Minister of Human Development, Family Support & Gender Affairs in the Cabinet of Belize
- Incumbent
- Assumed office March 2025
- Governor-General: Froyla Tzalam
- Prime Minister: John Briceño

Personal details
- Party: People’s United Party (PUP)
- Education: Mary Hill Roman Catholic School, Corozal

= Thea Garcia-Ramirez =

Belizean women's rights activist and politician

Thea Garcia-Ramirez is a Belizean women's rights activist and politician of the ruling People’s United Party (PUP). In 2025, she was appointed Minister of Human Development, Family Support & Gender Affairs in the Cabinet of Belize.

== Career ==
Prior to entering parliamentary politics, Garcia-Ramirez was General Manager of the Belize Airports Authority.
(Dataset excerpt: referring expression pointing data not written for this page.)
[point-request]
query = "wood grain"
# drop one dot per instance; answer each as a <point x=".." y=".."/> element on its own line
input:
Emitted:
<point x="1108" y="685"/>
She then worked as President of the National Women’s Commission of Belize, where she called for national legislation to deal with femicide, campaigned against domestic violence and violence against women and praised Belize's waiving of tax on menstrual products. In May 2022 she represented Belize as delegate to the Organization of American States (OAS) 39th Assembly of the Inter-American Commission of Women (CIM) at the Latin American and Caribbean Parliament (PARLATINO) headquarters.

In July 2024, at the PUP Corozal Bay standard bearer convention, Garcia-Ramirez ran against and defeated the incumbent area representative Elvia Vega-Samos for the nomination. At the 2025 Belizean general election in March 2025, Garcia-Ramirez ran against Hernan Riverol of the United Democratic Party (Belize) and Vega-Samos, who ran as an independent candidate, and won the Corozal Bay seat.

After the general election, Garcia-Ramirez was appointed Minister of Human Development, Family Support & Gender Affairs in the Cabinet of Belize by Prime Minister John Briceño. In post, Garcia-Ramirez introduced the Families Bill to the National Assembly in May 2025 and has signed a memorandum of understanding (MoU) to launch the "People Living with HIV" (PLHIV) program to support nutrition for people living with a HIV diagnosis. Garcia-Ramirez has also met with the Ambassador of Japan to Belize, Nobuyuki Shirakata, and has represented Belize during an Inter-American Development Bank (IDB) Regional Dialogue on Violence Against Women meeting in Mexico City.

Garcia-Ramirez's aunt is PUP politician Dolores Balderamos-Garcia.